Several Edina residents received postcards in the mail last month inquiring if they had been looking to sell their home but didn’t want it to be torn down.

The postcard, which was sent by the city on behalf of a program called Homes Within Reach, was mailed to specific Edina homeowners who had single-family houses that fit into eligible criteria. The Homes Within Reach program is run by the West Hennepin Affordable Housing Land Trust, and was approved for additional funding by the city in 2020 to allow Edina to preserve homes for at least 99 years through a land trust, said Stephanie Hawkinson, the city’s affordable housing development director.

Affordable housing mailers

A postcard was sent to Edina homeowners who live in a single-family home that is assessed at a value of up to $425,000. The intention of the postcard was to inform eligible homeowners about an option to sell their home to the city in order for it to be preserved instead of torn down. (Photo courtesy city of Edina)

This option could work for residents “if they have great memories in their home and want to make sure another family is able to build memories, and (if) they want a little bit more assurances that a household will move in there but they don’t want to deal with the hassle that is required with selling a home,” she told the Sun Current.

The city’s goal through the program is to hold onto smaller single-family homes in Edina to ensure affordable living instead of seeing them torn down to become large, luxury homes, which Edina residents have been concerned about over the years, Hawkinson said.

To meet the criteria, a home must be single-family with an assessed value of up to $425,000. According to a city press release, the houses for this program would be purchased with developer buy-in funds and some money from the city’s Community Development Block Grant allocation fund. The city receives the buy-in funds when a developer decides not to include affordable housing units in a project and to instead provide money for affordable housing.

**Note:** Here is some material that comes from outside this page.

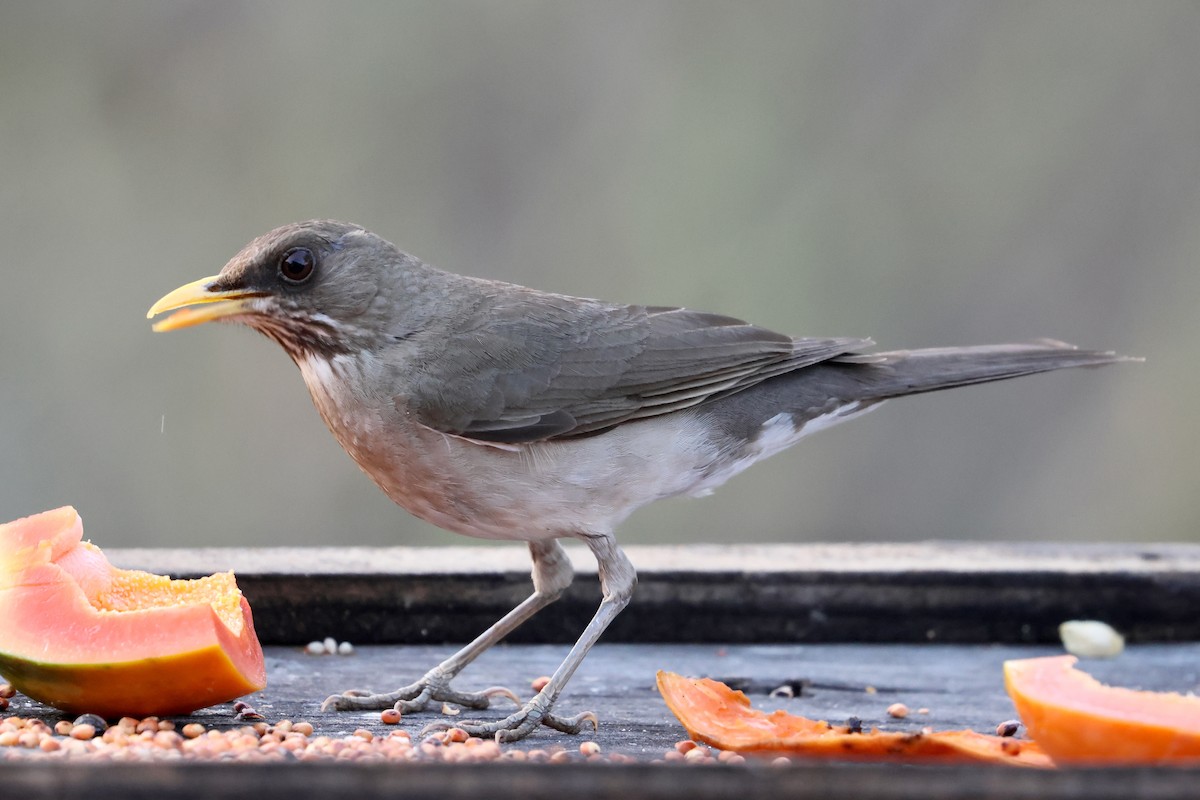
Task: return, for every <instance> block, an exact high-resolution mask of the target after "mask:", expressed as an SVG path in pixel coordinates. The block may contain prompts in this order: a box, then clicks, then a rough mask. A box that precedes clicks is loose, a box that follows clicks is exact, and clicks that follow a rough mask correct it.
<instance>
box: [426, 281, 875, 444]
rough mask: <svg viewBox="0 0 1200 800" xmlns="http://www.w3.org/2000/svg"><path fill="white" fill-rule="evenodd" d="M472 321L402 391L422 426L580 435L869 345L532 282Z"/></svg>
mask: <svg viewBox="0 0 1200 800" xmlns="http://www.w3.org/2000/svg"><path fill="white" fill-rule="evenodd" d="M470 319H472V320H475V321H473V323H468V324H466V325H462V324H460V325H457V326H456V327H455V329H454V330H444V331H439V332H438V333H437V337H438V342H437V351H439V353H444V354H450V353H452V354H454V355H452V357H449V356H448V357H434V359H426V360H425V361H424V363H421V365H420V366H419V368H418V369H416V371H415V374H410V375H409V380H406V384H407V387H408V392H407V396H406V397H404V398H403V399H404V403H406V405H407V409H408V410H409V411H410V413H414V414H416V416H418V419H419V420H420V421H421V422H422V423H424V425H427V426H430V427H433V428H436V429H438V431H443V432H446V433H454V434H458V435H463V437H467V438H472V439H479V440H484V441H492V443H524V441H538V440H544V439H554V438H560V437H572V435H581V434H586V433H592V432H596V431H601V429H604V428H607V427H611V426H613V425H617V423H618V422H624V421H628V420H636V419H641V417H648V416H655V415H659V414H666V413H670V411H674V410H679V409H684V408H689V407H692V405H697V404H700V403H703V402H706V401H709V399H713V398H716V397H721V396H725V395H730V393H732V392H737V391H740V390H743V389H745V387H748V386H751V385H754V384H756V383H760V381H762V380H766V379H767V378H770V377H773V375H776V374H781V373H785V372H791V371H793V369H798V368H800V367H804V366H808V365H811V363H816V362H818V361H824V360H828V359H832V357H836V356H839V355H842V354H846V353H852V351H854V350H858V349H860V348H864V347H868V345H870V344H871V342H870V341H869V339H860V338H827V339H793V338H792V337H788V336H784V335H782V333H776V332H773V331H769V330H766V329H762V327H756V326H754V325H750V324H748V323H744V321H742V320H739V319H733V318H731V317H721V315H718V314H709V313H703V312H696V311H689V309H686V308H664V307H647V306H614V305H607V303H601V302H598V301H590V300H580V299H576V297H566V296H560V295H547V294H544V293H534V291H532V290H523V291H506V293H502V294H500V295H499V296H491V297H488V299H487V300H486V303H485V305H484V306H482V307H480V308H476V309H475V311H474V313H472V314H470ZM428 344H430V343H426V345H428Z"/></svg>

The postcard sent to residents reads, “Do you want to sell your home, but not for a teardown?” For Edina residents looking to sell their homes, teardowns have been a concern, Hawkinson said.

“(Some residents) are concerned by the number of tear downs that are occurring, that it is changing the character of some of the neighborhoods and that some perfectly fine homes are going away,” she said.

Between 2008 and 2018, the average value of a home destined to be razed in Edina was $421,420, according to a 2020 housing study performed by Maxfield Research. The average increase in value for the rebuilt home was 177%, making the average price for such a home over $1.6 million.

Since 2008, the peak in new home permits issued by year, excluding those issued for lots not previoulsy built on, was 115 in 2014. Last year, the city issued 71 such permits.

After receiving concerns about the postcards from residents, Edina City Councilmember Carolyn Jackson sent an email to neighbors reassuring them about the program.

“As a candidate for City Council, the issue I heard about most frequently and passionately was the loss of smaller homes in our City. The loss of ownership opportunities for middle income families in our community changes our economic diversity,” the email reads.

Jackson explained that the Homes Within Reach program allowed the city to offer to buy homes at an eligible price range in order to preserve its sale on an “income-restricted basis.”

She added, “Edina residents presented me with this idea on multiple occasions, so I can vouch for the demand for this program.”

Hawkinson said she wants to make it clear that the program is voluntary and that it just provides another option for homeowners that are looking to sell their homes. She received some calls from residents who were concerned that the city targeted specific homeowners for the program, which she said is untrue. The intention of the city’s postcard was to inform eligible homeowners of their options, she said.

But for the most part, people have responded positively, Hawkinson said. As of last week, the city had a dozen names of homeowners interested in selling their homes within the next few months.